Enviable. But, she also has suggestions on how to achieve this. Essentially, we need to get rid of all the triage steps in the referral process. As she says:
Remove First Referral Letter, which can be sent while waiting for your first appointment (appointment having already been made).
Remove Referral by Triage
Remove Letter reviewed by oncologist (he will have the letter by the time your appointment rolls around).
Your GP gets your results and calls the triage clerk and says, "I have this person with prostate cancer/symptoms of prostate cancer. When can I get him in?
Great idea. Make the appointment first, then fill in the details later. I like it, probably because it's very much what our clinic already tries to do.
If all consultants were to implement this process, there's one element essential for its success: Trust. I need to trust that the referring doctor is going to send all the necessary information if I "give up" one of my time slots. It's not quite as selfish as it sounds.
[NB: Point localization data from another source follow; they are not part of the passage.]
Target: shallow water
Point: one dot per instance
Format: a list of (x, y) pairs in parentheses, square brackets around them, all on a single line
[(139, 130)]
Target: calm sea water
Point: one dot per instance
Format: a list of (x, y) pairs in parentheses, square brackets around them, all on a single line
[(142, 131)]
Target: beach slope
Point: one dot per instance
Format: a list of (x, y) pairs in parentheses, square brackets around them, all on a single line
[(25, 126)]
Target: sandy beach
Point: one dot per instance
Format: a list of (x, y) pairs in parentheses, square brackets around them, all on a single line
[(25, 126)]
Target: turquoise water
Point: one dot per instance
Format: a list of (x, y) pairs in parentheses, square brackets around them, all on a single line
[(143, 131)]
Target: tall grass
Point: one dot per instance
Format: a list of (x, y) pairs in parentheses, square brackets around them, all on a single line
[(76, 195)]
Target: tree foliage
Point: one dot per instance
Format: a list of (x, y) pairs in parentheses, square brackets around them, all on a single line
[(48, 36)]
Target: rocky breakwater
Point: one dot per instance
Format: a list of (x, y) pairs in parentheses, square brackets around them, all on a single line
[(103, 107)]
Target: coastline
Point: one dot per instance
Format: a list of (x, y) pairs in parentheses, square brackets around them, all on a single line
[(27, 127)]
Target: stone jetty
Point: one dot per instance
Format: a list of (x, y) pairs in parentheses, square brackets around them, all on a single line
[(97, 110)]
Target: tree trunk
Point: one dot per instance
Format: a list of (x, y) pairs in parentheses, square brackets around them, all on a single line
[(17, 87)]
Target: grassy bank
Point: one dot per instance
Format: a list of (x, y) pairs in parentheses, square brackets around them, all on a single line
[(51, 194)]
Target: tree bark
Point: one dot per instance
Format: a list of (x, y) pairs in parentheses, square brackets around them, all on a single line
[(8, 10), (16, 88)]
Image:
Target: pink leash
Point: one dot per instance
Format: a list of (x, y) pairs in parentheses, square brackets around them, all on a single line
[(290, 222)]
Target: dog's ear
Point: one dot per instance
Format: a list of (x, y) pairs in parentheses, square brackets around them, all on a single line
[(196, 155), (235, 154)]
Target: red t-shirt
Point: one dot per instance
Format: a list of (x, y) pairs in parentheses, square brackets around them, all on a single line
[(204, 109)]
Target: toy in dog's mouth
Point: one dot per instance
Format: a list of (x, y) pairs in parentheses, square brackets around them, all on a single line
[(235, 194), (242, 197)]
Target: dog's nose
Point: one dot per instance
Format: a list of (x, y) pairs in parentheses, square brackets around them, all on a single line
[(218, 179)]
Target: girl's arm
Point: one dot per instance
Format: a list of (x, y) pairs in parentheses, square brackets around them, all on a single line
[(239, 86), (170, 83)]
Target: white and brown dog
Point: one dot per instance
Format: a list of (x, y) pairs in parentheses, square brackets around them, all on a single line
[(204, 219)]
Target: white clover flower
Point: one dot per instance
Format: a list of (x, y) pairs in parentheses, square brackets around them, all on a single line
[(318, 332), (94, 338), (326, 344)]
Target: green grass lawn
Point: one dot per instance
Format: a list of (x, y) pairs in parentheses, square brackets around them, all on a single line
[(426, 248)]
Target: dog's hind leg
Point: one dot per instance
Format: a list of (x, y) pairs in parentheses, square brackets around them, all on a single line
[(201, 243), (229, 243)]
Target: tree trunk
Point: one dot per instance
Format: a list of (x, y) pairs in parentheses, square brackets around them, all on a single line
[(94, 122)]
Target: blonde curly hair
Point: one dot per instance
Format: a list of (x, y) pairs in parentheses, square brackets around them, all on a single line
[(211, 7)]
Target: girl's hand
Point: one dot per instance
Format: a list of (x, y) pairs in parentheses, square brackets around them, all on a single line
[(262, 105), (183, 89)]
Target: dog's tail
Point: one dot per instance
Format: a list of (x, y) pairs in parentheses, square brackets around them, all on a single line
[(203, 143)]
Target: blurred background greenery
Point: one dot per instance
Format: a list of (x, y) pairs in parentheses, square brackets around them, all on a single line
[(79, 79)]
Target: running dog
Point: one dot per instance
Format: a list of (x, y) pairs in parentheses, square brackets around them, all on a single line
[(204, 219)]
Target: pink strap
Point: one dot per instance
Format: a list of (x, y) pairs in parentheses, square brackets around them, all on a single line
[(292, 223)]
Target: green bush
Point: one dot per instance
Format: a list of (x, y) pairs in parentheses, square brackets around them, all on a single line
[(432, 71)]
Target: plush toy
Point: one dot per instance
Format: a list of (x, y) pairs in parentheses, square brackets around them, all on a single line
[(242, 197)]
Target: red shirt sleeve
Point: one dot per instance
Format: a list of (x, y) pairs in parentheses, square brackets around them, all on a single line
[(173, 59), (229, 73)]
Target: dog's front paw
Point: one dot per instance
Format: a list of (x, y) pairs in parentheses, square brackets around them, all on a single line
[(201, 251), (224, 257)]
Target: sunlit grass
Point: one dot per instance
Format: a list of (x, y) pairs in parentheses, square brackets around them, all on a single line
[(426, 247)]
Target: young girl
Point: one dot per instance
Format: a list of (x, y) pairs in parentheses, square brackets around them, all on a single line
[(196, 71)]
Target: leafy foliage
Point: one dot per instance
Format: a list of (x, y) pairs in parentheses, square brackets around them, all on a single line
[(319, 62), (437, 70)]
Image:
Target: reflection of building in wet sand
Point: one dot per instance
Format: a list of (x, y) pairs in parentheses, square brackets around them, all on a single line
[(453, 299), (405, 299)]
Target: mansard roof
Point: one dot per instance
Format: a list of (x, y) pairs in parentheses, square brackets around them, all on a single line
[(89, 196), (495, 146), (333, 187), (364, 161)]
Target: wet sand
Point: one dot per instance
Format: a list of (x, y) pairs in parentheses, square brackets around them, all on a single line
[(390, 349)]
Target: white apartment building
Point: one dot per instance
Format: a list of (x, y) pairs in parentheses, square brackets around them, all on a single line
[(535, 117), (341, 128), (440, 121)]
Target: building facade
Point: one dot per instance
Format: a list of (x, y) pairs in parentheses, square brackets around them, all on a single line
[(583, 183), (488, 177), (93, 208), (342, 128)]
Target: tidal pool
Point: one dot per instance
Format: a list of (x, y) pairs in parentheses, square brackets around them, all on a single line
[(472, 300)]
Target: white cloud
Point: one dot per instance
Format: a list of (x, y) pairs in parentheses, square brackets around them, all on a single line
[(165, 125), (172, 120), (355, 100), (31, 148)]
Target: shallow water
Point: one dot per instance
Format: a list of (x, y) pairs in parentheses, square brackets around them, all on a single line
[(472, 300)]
Occasionally, a referred patient may not actually have a urology problem. For example, I will sometimes have patients referred to me with a hernia or kidney failure. When I receive such a referral, I'll let the referring doctor know which specialist would be more suitable for their patient's needs. It would have been a waste of time for that patient to see me. (FYI: I would still get paid for the visit.)
Sometimes, a referred patient may have a problem that could be dealt with by the referring doc, with advice from the urologist. In this case, a reply letter obviates a consultation visit.
Most of the time, I want to know about the patient's situation ahead of time so that I can coordinate necessary testing with the consultation appointment. This saves the patient travel time and expense, and let's me provide "one-stop-shop" service.
Although it feels uncomfortable to put it this way, specialists are reluctant to give referring docs (or rather, patients) free access to our available time, because we don't trust that the patient has a problem that needs our attention, or that appropriate investigations will be done prior to our consultation.
We can build that trust through better communication. Our best example of this is our streamlined hematuria referral process. We provide family doctors with a template of tests that we ask to be completed when they refer someone with blood in the urine. If these tests are done in advance of the consultation (and if the doctor has our hematuria template, they usually are done), then we can consolidate the visit and necessary testing into one visit.
In 97% is not a passing mark, I mentioned that one of the few doctors I, as a specialist, refer patients to is an oncologist. Even though my referral letters are (I think) quite complete, they still have to go through the triage process, which delays the patient's visit. This means that the oncologist doesn't trust me.
I'm very pleased to see the wait time targets mentioned by Colum Smith in today's Star-Phoenix.
(Saskatchewan Cancer Agency) has set aggressive goals for patient care during the next five years — including that every patient be contacted within 24 hours of referral and that 90 per cent of them be seen within one week after referral, said Dr. Colum Smith, vice-president of medical affairs for the cancer agency
Developing trust between referring physicians and consultants will surely play a big role in reaching that goal.